Werden Sie gegen die geplante Einschränkung des Informationsfreiheitsgesetzes stimmen – ja oder nein?
Sehr geehrte Frau Dr. Strauss-Köster,
als direkt gewählte Bundestagsabgeordnete unseres Wahlkreises und Mitglied des Innenausschusses möchte ich Sie fragen, wie Sie sich zu den bekannt gewordenen Plänen zur Änderung beziehungsweise faktischen Abschaffung des Informationsfreiheitsgesetzes positionieren.
Werden Sie einem Gesetzentwurf zustimmen, durch den der bisher voraussetzungslose Anspruch auf Zugang zu staatlichen Informationen abgeschafft oder erheblich eingeschränkt wird?
Oder werden Sie gegen einen solchen Gesetzentwurf stimmen und sich dafür einsetzen, dass alle Bürgerinnen und Bürger weiterhin ohne Nachweis eines besonderen oder „berechtigten Interesses“ Auskünfte von Bundesbehörden verlangen können?

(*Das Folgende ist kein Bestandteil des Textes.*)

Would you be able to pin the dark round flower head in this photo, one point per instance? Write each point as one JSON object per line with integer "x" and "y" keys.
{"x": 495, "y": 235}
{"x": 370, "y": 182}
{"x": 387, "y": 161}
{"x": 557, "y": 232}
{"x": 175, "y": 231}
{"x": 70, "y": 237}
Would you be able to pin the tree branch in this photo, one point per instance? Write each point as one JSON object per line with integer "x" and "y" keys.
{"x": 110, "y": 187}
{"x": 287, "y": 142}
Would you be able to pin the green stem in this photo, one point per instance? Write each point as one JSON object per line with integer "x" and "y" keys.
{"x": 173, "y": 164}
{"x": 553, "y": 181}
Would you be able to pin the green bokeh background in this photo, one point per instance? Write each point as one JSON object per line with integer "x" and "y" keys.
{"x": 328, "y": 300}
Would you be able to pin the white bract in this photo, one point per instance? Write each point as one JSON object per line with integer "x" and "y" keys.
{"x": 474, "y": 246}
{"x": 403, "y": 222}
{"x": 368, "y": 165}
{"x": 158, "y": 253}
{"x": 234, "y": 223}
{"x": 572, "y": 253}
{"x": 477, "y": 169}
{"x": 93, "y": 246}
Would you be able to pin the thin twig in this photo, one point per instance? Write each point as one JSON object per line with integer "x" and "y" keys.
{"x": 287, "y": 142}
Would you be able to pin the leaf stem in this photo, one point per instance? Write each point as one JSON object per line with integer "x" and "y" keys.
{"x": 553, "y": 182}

Ich bitte Sie um eine klare Antwort auf Ihr persönliches Abstimmungsverhalten:
Werden Sie gegen die geplante Einschränkung des Informationsfreiheitsgesetzes stimmen – ja oder nein?
Sehr geehrter Herr M.,
das Informationsfreiheitsgesetz leistet einen wichtigen Beitrag zur Transparenz staatlichen Handelns. Gleichzeitig zeigen die Erfahrungen der vergangenen Jahre, dass Reformbedarf besteht. Ziel muss es sein, den berechtigten Anspruch der Bürgerinnen und Bürger auf Information mit einer leistungsfähigen Verwaltung sowie dem Schutz sensibler Informationen in ein ausgewogenes Verhältnis zu bringen.
Die CDU/CSU-Bundestagsfraktion hat sich gemeinsam mit der SPD im Koalitionsvertrag darauf verständigt, das Informationsfreiheitsgesetz zu reformieren. Ich unterstütze dieses Vorhaben grundsätzlich.
Da die Koalitionsfraktionen die Reform des Informationsfreiheitsgesetzes auf den Weg gebracht haben, werde ich einen entsprechenden Gesetzentwurf, der diese Vereinbarungen umsetzt, nach den Beratungen im Deutschen Bundestag unterstützen.